But I return – over and over
I come away from urban cares,
Retreat in age from youth, and cover
My tracks the way the horrid fires
Eradicated old Seattle,
Though either way, the questions rattle
Around my head – and so I take
Up porch and house, the cordial ache
Of time and paucity’s abundance.
The evening air contracts. I steal
Inside to warm myself and feel
The kitchen stove’s discrete resplendence –
Control a flame, and age outlasts
The youthful rage, the furnace blasts.










You really do have a gift for imagining your way into other people’s minds through poetry, JOB.
How different is it to write from old Moran’s point-of-view than from that of certain other, less attractive historical figures?
But does it PAY?
Ha ha! Thanks Angelico!
JOB
Realizing that you wanted a more serious answer, I guess I can only say taht while many of my fellow Parnassian travelers were taking deep draughts from Eliot’s cracked tea-cup or swilling with plunging effect from Thomas’ pint glasses (or inhalingly herniating their lungs, perhaps, by drawing off Ginsberg’s hookah), I was quaffing freely from the pewter madness of Pound’s goblet.
His “Personae” is the pons asinorum of modern poetry, as I see it.
JOB
‘Don’t fear the weather.’
‘Seasons don’t fear the weather.’
What’s the film?
Cellulose acetate.
Sweet.
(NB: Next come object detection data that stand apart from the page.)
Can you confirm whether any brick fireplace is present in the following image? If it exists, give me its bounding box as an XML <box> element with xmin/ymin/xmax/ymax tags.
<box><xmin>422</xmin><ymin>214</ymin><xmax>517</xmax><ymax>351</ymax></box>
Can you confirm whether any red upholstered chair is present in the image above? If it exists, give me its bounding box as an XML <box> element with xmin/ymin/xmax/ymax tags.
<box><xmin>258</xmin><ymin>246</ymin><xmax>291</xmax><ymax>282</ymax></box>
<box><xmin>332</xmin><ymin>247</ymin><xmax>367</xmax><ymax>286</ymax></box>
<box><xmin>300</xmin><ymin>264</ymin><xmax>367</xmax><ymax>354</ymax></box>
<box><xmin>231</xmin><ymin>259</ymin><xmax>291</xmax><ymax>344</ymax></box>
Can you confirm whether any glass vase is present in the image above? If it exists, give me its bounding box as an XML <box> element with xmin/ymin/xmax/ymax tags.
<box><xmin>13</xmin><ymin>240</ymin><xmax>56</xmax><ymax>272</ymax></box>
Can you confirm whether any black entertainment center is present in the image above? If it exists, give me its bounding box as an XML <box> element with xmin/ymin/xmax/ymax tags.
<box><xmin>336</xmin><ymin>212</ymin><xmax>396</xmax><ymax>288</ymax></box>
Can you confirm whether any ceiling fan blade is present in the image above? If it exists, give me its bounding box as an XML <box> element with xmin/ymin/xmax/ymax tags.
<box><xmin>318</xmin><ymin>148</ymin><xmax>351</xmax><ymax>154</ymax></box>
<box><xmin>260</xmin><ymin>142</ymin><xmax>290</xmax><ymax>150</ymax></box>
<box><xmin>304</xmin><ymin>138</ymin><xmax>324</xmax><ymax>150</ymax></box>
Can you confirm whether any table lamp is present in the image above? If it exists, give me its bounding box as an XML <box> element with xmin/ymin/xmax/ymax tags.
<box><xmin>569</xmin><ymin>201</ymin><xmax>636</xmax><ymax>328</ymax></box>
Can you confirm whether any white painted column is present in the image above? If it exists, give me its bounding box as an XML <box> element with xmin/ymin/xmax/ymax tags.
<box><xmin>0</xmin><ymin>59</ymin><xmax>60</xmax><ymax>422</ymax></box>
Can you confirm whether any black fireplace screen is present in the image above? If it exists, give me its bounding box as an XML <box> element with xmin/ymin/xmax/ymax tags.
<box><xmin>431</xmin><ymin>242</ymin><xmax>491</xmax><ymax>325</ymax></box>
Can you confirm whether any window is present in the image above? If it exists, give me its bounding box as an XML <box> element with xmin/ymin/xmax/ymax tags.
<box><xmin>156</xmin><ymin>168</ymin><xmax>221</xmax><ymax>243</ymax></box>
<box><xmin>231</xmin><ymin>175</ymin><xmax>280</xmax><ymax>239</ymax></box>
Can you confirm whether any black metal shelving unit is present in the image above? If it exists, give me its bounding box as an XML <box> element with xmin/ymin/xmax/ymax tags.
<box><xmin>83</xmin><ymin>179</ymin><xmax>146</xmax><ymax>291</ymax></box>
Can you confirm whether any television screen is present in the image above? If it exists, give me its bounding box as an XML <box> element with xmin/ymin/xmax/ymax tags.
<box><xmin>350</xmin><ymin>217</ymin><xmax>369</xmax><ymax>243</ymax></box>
This Moran on Orcas Island reminds me a bit of Shakespeare had he retired earlier and lived longer. Next project: A re-imagining of The Tempest through the lens of Moran on Orcas.
Haiku, triolet or – lets just get a little crazy here, shall we – in Shakespearean sonnet-form?
Glad you like and glad to be part of this thin raft, this soft parade!
JOB
Actually, I’ve got a whole programme – notice the brit lit influence? – poems each on what famous poet was born/died on the same day as the founding/destruction of San Diego, Snohomish, Spokane, Soldiers Grove and the word “Speed.”